Lo screening di massa dello scorso fine settimana è stato una bella lezione di partecipazione. Al di là di alcuni problemi tecnici (che sempre ci saranno) l’Alto Adige (che non è solo Provincia, ma anche istituzioni statali, comuni, organizzazioni di volontariato e cittadini) si è mostrato capace di reagire con tempestività ed efficacia.

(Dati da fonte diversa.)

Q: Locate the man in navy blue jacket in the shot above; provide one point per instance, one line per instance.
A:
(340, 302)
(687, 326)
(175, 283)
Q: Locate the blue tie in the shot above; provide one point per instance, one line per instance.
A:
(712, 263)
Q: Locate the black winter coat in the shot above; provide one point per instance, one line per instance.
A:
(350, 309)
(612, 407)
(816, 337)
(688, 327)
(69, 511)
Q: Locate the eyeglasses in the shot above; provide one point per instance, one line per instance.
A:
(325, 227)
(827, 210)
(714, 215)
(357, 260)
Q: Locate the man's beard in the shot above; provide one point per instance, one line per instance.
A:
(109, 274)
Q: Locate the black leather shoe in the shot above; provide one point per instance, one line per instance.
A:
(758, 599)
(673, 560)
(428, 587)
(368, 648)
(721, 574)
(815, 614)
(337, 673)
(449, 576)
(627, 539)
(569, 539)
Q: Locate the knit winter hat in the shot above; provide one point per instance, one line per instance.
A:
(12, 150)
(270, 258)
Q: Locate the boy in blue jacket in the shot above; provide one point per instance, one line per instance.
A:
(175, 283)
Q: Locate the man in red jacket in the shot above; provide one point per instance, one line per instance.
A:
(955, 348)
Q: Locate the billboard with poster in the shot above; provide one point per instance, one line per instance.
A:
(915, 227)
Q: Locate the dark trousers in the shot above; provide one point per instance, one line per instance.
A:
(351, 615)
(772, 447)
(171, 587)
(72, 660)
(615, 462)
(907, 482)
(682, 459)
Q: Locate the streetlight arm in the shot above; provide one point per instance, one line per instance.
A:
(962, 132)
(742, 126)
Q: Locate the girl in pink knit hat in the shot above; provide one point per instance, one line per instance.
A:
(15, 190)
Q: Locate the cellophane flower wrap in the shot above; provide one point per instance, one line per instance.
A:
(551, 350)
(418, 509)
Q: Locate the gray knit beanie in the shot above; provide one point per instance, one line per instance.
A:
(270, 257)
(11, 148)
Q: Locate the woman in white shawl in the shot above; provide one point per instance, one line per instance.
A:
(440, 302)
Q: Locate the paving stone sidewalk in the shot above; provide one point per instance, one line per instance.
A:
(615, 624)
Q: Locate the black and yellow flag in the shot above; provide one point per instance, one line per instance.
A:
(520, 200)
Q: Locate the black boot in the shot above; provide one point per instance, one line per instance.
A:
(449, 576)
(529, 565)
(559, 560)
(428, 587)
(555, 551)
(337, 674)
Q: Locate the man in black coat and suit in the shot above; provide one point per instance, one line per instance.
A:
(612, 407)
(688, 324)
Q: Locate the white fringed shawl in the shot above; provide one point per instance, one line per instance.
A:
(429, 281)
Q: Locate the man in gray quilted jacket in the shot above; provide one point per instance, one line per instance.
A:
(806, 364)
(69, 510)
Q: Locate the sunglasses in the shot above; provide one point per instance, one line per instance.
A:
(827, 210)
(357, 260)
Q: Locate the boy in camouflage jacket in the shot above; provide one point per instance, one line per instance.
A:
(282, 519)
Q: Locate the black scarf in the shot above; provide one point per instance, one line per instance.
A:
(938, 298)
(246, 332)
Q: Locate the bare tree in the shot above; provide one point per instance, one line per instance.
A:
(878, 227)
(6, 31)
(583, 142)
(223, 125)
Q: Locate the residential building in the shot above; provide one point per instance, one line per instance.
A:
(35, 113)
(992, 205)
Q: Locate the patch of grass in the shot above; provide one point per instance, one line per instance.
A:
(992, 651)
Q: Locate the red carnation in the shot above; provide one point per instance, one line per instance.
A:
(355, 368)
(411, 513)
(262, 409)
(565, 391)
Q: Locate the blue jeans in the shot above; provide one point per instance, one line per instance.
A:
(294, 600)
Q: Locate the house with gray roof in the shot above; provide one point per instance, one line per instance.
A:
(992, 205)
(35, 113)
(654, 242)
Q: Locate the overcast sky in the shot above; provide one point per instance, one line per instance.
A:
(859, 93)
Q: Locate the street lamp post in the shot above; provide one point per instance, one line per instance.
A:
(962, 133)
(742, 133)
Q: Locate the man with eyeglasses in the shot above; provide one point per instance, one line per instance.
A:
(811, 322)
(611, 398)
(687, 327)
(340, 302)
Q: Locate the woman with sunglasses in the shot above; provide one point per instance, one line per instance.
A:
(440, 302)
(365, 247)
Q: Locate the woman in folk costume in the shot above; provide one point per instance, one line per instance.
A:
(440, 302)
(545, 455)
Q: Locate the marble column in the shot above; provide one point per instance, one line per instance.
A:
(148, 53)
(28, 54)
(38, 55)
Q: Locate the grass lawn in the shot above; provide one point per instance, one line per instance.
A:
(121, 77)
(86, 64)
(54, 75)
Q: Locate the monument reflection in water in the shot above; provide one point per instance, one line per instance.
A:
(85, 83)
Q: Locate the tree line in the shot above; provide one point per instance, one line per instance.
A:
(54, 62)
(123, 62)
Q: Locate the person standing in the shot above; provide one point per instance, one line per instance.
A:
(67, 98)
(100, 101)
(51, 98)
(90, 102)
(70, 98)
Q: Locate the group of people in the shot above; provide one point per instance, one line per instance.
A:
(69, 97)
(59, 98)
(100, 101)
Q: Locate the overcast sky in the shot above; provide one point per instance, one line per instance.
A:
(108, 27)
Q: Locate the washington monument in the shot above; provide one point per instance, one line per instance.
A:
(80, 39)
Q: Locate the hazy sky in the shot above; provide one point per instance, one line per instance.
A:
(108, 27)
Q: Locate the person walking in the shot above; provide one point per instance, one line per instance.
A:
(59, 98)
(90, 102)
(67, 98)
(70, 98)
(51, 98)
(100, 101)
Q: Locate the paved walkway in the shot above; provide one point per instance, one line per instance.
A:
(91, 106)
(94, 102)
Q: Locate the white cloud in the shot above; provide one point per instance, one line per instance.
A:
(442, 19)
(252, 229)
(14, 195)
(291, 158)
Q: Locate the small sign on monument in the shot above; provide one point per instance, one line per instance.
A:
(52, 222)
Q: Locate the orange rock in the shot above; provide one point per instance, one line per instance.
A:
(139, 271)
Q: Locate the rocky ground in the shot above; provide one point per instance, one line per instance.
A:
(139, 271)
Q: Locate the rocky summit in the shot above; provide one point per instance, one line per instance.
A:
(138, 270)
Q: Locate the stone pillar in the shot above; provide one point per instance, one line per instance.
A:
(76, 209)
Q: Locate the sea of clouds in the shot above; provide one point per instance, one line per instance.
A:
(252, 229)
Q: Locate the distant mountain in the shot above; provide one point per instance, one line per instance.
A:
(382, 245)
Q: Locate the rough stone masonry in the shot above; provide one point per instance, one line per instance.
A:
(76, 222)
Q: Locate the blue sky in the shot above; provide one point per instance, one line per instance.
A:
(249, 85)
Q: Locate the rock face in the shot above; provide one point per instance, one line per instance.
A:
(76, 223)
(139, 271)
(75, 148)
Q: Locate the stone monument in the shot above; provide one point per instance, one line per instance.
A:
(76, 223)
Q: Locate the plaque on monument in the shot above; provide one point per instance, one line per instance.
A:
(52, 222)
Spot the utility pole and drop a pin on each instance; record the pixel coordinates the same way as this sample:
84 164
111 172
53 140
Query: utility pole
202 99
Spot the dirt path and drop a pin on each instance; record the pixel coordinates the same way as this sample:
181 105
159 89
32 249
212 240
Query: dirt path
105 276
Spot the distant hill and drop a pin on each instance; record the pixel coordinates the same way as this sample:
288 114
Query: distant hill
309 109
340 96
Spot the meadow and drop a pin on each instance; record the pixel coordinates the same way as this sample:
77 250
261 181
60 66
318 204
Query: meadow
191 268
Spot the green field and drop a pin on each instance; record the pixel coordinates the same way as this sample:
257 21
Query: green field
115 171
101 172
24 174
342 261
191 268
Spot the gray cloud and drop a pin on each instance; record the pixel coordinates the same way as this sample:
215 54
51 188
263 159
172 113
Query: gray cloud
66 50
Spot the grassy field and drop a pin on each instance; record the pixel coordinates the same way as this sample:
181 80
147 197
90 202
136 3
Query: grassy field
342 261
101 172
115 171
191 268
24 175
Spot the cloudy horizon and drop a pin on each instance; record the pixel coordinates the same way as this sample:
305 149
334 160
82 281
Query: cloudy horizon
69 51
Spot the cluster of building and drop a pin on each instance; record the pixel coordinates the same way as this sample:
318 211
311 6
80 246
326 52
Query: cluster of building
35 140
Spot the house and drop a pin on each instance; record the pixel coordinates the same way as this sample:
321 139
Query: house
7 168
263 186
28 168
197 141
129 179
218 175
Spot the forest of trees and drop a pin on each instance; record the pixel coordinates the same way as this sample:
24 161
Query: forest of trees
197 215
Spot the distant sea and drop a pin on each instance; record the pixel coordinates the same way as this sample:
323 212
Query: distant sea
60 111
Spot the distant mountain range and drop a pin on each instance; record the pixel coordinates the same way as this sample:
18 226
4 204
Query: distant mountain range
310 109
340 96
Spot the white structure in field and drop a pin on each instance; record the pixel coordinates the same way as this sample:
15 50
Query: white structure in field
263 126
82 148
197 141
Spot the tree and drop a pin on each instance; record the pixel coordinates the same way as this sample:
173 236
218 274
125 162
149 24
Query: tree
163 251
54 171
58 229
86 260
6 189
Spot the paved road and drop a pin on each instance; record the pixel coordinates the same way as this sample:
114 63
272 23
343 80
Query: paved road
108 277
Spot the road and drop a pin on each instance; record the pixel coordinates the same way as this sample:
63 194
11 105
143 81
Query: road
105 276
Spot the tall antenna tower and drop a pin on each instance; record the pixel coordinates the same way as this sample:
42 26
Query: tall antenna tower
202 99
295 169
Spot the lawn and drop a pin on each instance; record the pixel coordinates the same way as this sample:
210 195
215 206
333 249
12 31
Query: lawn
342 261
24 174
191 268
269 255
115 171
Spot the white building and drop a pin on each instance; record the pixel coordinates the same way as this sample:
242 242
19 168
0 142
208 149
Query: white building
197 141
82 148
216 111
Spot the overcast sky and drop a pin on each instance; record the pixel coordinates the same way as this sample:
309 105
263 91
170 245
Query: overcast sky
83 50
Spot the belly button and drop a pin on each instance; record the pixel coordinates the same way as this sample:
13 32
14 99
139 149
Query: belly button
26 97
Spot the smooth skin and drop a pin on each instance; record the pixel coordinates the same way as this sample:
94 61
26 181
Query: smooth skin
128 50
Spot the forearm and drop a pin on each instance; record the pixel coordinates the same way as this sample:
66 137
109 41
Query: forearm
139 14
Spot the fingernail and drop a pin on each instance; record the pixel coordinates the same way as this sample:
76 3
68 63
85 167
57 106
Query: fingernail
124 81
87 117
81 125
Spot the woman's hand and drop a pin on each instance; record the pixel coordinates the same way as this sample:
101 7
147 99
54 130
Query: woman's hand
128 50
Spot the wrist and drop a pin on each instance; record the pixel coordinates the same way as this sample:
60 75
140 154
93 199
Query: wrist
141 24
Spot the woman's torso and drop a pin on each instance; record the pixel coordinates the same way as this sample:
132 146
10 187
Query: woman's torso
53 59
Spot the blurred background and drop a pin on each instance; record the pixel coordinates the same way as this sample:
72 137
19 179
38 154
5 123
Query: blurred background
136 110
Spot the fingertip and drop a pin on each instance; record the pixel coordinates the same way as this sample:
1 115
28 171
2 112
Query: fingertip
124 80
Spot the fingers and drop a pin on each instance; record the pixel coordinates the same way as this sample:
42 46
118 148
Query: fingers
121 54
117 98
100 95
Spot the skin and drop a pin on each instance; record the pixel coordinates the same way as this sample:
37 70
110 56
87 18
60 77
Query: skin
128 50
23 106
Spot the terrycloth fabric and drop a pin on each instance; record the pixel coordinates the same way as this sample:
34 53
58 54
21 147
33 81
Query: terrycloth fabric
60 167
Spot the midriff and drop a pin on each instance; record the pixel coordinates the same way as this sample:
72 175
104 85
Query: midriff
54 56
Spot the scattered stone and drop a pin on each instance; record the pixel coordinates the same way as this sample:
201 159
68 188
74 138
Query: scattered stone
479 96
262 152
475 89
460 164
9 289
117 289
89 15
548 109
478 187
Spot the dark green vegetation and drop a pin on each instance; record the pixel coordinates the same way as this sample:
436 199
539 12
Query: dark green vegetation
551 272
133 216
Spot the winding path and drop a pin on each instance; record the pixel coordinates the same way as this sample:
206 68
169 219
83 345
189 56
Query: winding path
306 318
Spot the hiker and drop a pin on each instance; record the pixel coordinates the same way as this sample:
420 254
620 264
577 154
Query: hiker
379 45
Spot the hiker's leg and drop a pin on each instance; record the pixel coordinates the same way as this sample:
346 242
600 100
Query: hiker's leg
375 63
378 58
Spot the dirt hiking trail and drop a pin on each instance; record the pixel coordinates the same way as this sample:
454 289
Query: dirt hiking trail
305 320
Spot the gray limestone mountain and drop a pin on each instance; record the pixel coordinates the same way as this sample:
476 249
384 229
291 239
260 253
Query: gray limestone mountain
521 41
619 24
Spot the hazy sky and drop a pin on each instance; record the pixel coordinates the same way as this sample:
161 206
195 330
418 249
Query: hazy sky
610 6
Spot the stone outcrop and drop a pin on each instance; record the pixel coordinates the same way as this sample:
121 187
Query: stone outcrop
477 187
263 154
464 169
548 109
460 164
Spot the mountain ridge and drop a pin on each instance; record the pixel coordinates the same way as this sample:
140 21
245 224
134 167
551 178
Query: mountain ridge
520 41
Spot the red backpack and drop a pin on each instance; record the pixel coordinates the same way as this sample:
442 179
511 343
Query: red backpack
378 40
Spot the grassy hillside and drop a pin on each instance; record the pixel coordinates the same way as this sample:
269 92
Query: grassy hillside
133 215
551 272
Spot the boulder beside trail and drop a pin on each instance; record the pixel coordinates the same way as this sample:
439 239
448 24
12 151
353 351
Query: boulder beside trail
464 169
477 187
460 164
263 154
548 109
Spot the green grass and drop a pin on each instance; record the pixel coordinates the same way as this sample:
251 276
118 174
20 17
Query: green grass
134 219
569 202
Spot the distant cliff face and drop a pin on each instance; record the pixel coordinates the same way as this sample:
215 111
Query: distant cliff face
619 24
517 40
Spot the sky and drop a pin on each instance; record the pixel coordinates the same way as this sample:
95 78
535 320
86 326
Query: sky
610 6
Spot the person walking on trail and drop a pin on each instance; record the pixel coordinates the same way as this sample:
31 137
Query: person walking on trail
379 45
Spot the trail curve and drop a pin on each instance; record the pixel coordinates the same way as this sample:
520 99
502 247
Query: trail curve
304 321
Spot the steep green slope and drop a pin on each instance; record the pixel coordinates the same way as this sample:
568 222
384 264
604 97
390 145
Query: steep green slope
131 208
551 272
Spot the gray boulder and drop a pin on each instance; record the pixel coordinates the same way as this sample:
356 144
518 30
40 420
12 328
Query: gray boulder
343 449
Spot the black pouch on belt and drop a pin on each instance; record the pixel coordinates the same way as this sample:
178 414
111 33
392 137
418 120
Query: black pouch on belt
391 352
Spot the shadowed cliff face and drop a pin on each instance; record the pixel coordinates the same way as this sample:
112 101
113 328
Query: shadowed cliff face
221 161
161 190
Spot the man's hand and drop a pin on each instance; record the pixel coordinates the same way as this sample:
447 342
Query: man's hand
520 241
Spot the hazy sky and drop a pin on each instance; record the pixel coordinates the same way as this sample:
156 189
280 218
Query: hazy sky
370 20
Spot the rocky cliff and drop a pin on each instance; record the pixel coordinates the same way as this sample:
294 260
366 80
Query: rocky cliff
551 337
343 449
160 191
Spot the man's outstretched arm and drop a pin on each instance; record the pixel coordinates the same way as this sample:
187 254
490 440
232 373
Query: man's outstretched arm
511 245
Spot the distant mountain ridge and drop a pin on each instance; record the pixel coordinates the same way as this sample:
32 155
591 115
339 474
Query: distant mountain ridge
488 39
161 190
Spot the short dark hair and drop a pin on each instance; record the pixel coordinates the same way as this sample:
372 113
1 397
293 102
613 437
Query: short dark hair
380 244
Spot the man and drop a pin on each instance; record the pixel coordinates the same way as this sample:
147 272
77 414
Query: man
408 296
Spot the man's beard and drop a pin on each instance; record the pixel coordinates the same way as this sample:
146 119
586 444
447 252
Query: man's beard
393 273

Si può discutere a lungo sui motivi di una adesione così ampia della popolazione altoatesina allo screening anti-Covid. Un motivo che pesa è certo il fatto che si è tutti stufi e che si è disposti a ogni cosa (purché ragionevole) possa farci uscire da una situazione che penalizza ognuno. Ma è lo stesso una bella immagine quella dei molti, moltissimi altoatesini, vecchi e nuovi cittadini, che vanno a fare il loro test, a volte tremando nel freddo, per una sorta di “senso di cittadinanza”, se non proprio per dare un consapevole contributo al bene comune. Insomma: che le estenuanti e sterili polemiche quotidiane di questi mesi abbiano lasciato il campo a tre giorni di impegno civico può solo far piacere e incoraggiare tutti a fare meglio.
Nella speranza che tutto questo sforzo serva davvero a combattere la diffusione del virus, l’esperienza di questi giorni solleva anche alcune altre questioni.
La prima riguarda l’economia. Abbiamo fatto il test di massa (anche) per consentire alle attività produttive di ripartire il più presto possibile. Ma quale economia guarirà un pianeta in affanno? Lo scorso fine settimana ad Assisi i giovani economisti e imprenditori hanno chiesto alle grandi potenze mondiali e alle istituzioni economico-finanziarie che “rallentino la loro corsa per lasciare respirare la Terra”.
La seconda questione riguarda la casa e chi non ce l’ha. Allo screening di massa hanno preso parte anche persone senza dimora, altre che vivono in strutture comunitarie di accoglienza. Di fronte a un esito “positivo” è stato detto loro di mettersi in “isolamento domiciliare”. Ma chi la casa, nella quale isolarsi, non ce l’ha?